I’m a leader and a planner. I have natural leadership abilities and planning out agendas is fun and satisfying to me. But in this relationship that we have with the Lord, our place is not to be the leader. Our place is to step back, follow wherever He beckons, and enjoy the crazy, beautiful adventure that He has planned out for us.

This relationship is so important to remember during Lent. Maybe you’re like me and you spent hours over the last two weeks preparing and discerning your “battle plan”*** of prayer, fasting, and almsgiving.

But while we are most certainly called to give our all this Lent, we’re not the ones calling the shots. Lent is a time to be called by our lover into the desert. There, away from the noise of the world and the loftiness of our idols, He teaches us what love is. He draws us deeper into His Grace and arms than we could ever imagine. He gives us all that we need.
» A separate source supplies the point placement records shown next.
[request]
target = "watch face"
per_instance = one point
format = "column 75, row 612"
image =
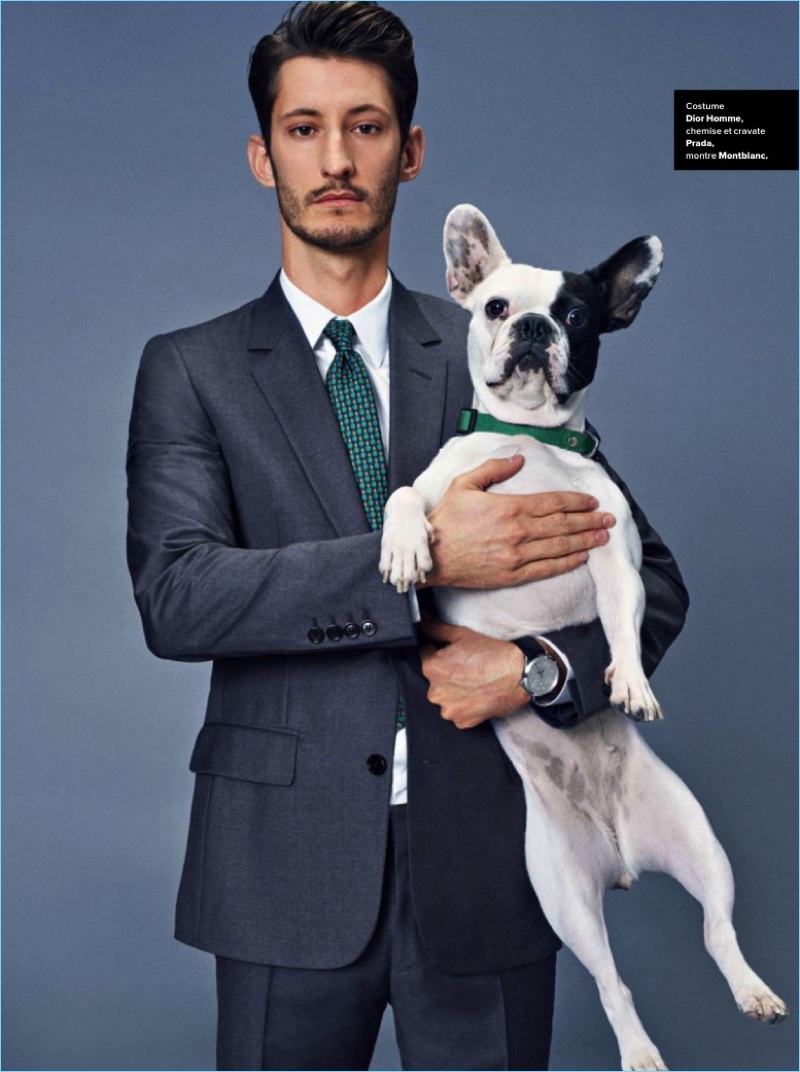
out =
column 541, row 675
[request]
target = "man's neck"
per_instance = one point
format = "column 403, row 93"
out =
column 343, row 282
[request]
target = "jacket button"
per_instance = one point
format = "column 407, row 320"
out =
column 376, row 764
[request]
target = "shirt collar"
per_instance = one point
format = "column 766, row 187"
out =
column 370, row 323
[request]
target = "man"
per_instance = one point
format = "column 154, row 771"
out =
column 351, row 844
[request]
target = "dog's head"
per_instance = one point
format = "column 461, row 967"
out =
column 535, row 333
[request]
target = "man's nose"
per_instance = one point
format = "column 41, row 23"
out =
column 337, row 161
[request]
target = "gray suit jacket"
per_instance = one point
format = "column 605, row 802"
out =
column 247, row 541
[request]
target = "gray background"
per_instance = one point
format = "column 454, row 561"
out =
column 130, row 210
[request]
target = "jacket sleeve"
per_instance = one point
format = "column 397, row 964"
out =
column 666, row 603
column 201, row 594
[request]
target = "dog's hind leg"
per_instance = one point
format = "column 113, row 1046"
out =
column 568, row 873
column 667, row 831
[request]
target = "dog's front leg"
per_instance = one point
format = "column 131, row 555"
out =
column 615, row 570
column 405, row 556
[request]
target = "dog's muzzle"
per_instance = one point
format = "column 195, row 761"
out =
column 531, row 350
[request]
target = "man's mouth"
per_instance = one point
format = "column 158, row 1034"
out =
column 335, row 197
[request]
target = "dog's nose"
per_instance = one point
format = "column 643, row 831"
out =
column 533, row 327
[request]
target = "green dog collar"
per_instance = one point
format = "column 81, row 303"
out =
column 567, row 438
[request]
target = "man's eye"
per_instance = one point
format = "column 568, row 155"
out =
column 495, row 309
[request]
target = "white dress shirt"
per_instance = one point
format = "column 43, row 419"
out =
column 371, row 340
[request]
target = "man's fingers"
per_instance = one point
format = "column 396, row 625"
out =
column 442, row 633
column 543, row 568
column 568, row 531
column 558, row 504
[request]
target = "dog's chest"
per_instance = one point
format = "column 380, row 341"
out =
column 544, row 605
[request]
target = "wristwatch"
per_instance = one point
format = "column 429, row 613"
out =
column 543, row 676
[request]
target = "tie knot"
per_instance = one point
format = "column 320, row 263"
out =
column 340, row 333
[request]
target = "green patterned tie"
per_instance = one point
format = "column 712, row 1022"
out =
column 350, row 388
column 351, row 393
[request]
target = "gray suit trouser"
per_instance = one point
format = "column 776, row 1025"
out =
column 287, row 1018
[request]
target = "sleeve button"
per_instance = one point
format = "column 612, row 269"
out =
column 376, row 764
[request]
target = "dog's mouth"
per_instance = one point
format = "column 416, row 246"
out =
column 527, row 358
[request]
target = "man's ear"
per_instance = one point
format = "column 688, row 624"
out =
column 625, row 279
column 471, row 249
column 261, row 165
column 413, row 154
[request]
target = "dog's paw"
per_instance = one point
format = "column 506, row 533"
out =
column 761, row 1005
column 643, row 1059
column 405, row 556
column 632, row 695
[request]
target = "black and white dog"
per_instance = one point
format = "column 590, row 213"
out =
column 616, row 809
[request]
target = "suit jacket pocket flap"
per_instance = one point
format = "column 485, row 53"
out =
column 247, row 753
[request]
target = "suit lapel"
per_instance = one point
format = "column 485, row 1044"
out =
column 417, row 389
column 283, row 366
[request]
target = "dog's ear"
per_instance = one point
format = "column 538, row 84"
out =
column 471, row 249
column 626, row 278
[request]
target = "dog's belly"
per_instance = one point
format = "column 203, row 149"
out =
column 541, row 606
column 528, row 610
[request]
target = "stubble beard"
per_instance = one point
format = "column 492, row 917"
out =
column 337, row 236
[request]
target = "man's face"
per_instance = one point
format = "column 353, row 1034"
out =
column 335, row 157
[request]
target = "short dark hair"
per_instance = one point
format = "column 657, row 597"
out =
column 353, row 29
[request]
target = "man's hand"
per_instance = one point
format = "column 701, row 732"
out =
column 500, row 540
column 471, row 676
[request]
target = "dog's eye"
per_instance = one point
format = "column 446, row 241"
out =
column 495, row 309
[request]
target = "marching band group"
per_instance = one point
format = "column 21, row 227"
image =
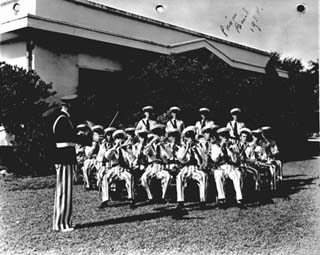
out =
column 173, row 153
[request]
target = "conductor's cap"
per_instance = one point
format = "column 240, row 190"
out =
column 68, row 98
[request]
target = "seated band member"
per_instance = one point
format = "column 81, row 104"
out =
column 225, row 167
column 273, row 151
column 146, row 122
column 140, row 162
column 191, row 156
column 204, row 114
column 82, row 130
column 174, row 123
column 158, row 155
column 262, row 160
column 120, row 158
column 246, row 156
column 235, row 124
column 106, row 144
column 206, row 142
column 173, row 144
column 90, row 164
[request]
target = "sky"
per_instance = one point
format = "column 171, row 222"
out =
column 270, row 25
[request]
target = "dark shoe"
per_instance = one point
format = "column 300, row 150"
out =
column 103, row 205
column 221, row 204
column 241, row 205
column 133, row 204
column 202, row 205
column 179, row 211
column 163, row 201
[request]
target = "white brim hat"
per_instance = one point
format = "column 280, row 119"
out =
column 109, row 130
column 147, row 108
column 97, row 128
column 223, row 130
column 204, row 109
column 245, row 130
column 235, row 110
column 174, row 109
column 189, row 129
column 119, row 133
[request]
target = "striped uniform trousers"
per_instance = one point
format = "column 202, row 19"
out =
column 157, row 171
column 191, row 172
column 62, row 214
column 116, row 173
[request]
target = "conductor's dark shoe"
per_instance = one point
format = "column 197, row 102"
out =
column 103, row 205
column 202, row 205
column 222, row 204
column 241, row 205
column 149, row 201
column 133, row 204
column 163, row 201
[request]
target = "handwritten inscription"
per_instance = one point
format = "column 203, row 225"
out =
column 238, row 21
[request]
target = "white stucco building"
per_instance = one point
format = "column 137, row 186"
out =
column 59, row 38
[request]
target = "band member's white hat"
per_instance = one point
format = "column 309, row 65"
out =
column 147, row 108
column 175, row 108
column 265, row 128
column 245, row 130
column 142, row 131
column 130, row 130
column 256, row 131
column 109, row 130
column 97, row 128
column 119, row 134
column 235, row 110
column 171, row 131
column 204, row 109
column 223, row 130
column 157, row 127
column 189, row 129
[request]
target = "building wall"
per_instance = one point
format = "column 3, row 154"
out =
column 14, row 53
column 7, row 13
column 61, row 68
column 67, row 11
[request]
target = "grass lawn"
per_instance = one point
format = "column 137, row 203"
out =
column 289, row 224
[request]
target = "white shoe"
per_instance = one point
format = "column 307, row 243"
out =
column 67, row 229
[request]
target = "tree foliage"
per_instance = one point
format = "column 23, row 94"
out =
column 22, row 102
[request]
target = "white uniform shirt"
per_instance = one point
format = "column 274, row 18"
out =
column 5, row 138
column 201, row 124
column 175, row 124
column 145, row 124
column 234, row 127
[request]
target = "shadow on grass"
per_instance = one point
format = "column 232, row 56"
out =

But none of that beauty can take place if we don’t have complete dependence on and trust in Him. That is one of the many beautiful reasons why we fast: to let go of our desires, of our pride in being able to sustain ourselves. It is not to have complete control and satisfaction in our abilities to “do the right thing.”

I don’t know what plans you’ve made for Lent. Maybe you have 9 penances, 7 spiritual books, and 10 visits to various charities planned out. If so, that’s beautiful. But no matter what lofty plans you’ve made and commitments you’ve given yourself, you are not leading your spiritual journey this Lent. Take your plans and use them as fuel to charge into the desert. But then you need to let go. Our God will take whatever you have to offer, whether that’s daily holy hour or giving up Diet Coke, and use it to bring you along the path to Sainthood.

Our job is not to make ourselves Saints. We’re way too screwed up to do that by ourselves. Our only job is to be faithful to whatever Christ calls us to and to follow Him with open hands to the foot of the Cross. And it’s there that He, not your Lenten resolutions, will make you a great Saint.

Keep doing what you’re doing! But let God use those sacrifices and prayers to create His beautiful plan, not yours, for Lent 2018.

*- “The Dolorous Passion of Our Lord Jesus Christ,” by Anne Catherine Emmerich. I highly recommend it, it’s the account of the author’s visions of Jesus’ Passion. The book was the inspiration for much of the detail and imagery of Mel Gibson’s “The Passion of the Christ.” I personally found the book so moving though, that The Passion movie wasn’t nearly as emotional for me as it is for other people.

**- I guess I could have just eaten eggs. But that would have been very difficult to sustain me for three hours of physical activity.